Booker prize-winner says claim about territory not being an integral part of India was a call for justice in the disputed region
The Booker prize-winning novelist and human rights campaigner Arundhati Roy is facing the threat of arrest after claiming that the disputed territory of Kashmir was not an integral part of India.
India’s home ministry is reported to have told police in Delhi that a case of sedition may be registered against Roy and the Kashmiri separatist leader Syed Ali Shah Geelani for remarks they made at the weekend.
Under section 124A of the Indian penal code, those convicted of sedition face punishment ranging from a fine to life imprisonment.
Roy, who won the Booker in 1997 for The God of Small Things, is a controversial figure in India for her championing of politically sensitive causes. She has divided opinion by speaking out in support of the Naxalite insurgency and for casting doubt on Pakistan’s involvement in the 2008 Mumbai attacks.
The 48-year-old author refused to backtrack. In an email interview with the Guardian, she said: “That the government is considering charging me with sedition me has to do with its panic about many voices, even in India, being raised against what is happening in Kashmir.
This is a new development, and one that must be worrisome for the government.”
More than 100 people are estimated to have died in violence in the Kashmir valley since June amid continuing protests against Indian rule in a territory where many of the Muslim majority favour independence or a transfer of control to Pakistan. Hundreds of young protesters have been imprisoned in a string of clashes with security forces.
“Threatening me with legal action is meant to frighten the civil rights groups and young journalists into keeping quiet. But I think it will have the opposite effect. I think the government is mature enough to understand that it’s too late to put the lid on now,” Roy said.
Earlier the author, who is currently in Srinagar, Kashmir, said in a statement: “I said what millions of people here say every day. I said what I, as well as other commentators, have written and said for years. Anybody who cares to read the transcripts of my speeches will see that they were fundamentally a call for justice.
“I spoke about justice for the people of Kashmir who live under one of the most brutal military occupations in the world; for Kashmiri Pandits who live out the tragedy of having been driven out of their homeland; for Dalit soldiers killed in Kashmir whose graves I visited on garbage heaps in their villages in Cuddalore; for the Indian poor who pay the price of this occupation in material ways and who are now learning to live in the terror of what is becoming a police state.”
After describing her meetings with people caught up in the Kashmir violence, she said: “Some have accused me of giving ’hate speeches’, of wanting India to break up. On the contrary, what I say comes from love and pride. It comes from not wanting people to be killed, raped, imprisoned or have their fingernails pulled out in order to force them to say they are Indians.
It comes from wanting to live in a society that is striving to be a just one.
“Pity the nation that has to silence its writers for speaking their minds.
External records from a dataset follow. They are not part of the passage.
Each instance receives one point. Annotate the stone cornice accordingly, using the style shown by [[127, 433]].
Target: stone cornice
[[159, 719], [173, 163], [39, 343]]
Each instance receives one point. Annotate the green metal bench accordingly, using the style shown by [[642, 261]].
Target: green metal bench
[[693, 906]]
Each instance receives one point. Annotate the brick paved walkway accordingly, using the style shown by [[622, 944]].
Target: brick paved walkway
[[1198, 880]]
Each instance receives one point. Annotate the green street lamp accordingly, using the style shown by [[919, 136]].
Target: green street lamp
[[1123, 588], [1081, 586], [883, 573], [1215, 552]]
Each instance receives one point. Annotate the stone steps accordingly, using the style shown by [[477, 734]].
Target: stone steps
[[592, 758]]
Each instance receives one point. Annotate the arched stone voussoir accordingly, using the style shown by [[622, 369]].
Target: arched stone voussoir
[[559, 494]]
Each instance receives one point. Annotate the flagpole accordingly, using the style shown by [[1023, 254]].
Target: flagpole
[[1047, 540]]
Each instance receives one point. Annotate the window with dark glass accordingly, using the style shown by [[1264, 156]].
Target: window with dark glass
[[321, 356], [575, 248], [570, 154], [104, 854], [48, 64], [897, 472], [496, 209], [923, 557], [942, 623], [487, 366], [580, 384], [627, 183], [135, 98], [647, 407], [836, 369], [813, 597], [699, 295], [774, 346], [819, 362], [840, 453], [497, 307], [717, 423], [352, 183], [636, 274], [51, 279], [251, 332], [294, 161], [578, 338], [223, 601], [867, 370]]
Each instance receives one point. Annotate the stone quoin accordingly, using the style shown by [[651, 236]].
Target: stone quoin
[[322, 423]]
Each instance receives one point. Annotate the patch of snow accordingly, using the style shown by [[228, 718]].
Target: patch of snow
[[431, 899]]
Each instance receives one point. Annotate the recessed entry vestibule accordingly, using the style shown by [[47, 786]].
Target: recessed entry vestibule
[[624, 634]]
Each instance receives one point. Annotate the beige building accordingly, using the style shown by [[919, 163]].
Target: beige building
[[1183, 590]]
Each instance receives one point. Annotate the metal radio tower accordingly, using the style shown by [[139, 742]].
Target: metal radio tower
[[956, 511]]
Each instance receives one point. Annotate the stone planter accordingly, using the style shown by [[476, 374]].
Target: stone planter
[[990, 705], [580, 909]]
Pity the nation that needs to jail those who ask for justice, while communal killers, mass murderers, corporate scamsters, looters, rapists, and those who prey on the poorest of the poor roam free.”
India’s justice minister, Moodbidri Veerappa Moily, described Roy’s remarks as “most unfortunate”. He said: “Yes, there is freedom of speech … it can’t violate the patriotic sentiments of the people.”
Moily sidestepped questions about the sedition charges, saying he had yet to see the file on the matter.
Others were less restrained. One person posted a comment on the Indian Express newspaper website calling for the novelist to be charged with treason and executed.
Roy said she was not aware of the calls for her death, but said the comments were part of a “reasonably healthy debate in the Indian press”.
“The rightwing Hindu stormtroopers are furious and say some pretty extreme things,” she told the Guardian.
Roy made her original remarks on Sunday in a seminar – entitled Whither Kashmir? Freedom or Enslavement, during which she accused India of becoming a colonial power.
Last week police in Indian-administered Kashmir arrested the separatist leader Masrat Alam for allegedly organising anti-India protests. A curfew was also imposed.
• This article was amended on 28 October 2010. The reference to Geelani speaking at the same seminar as Roy is incorrect and has been deleted.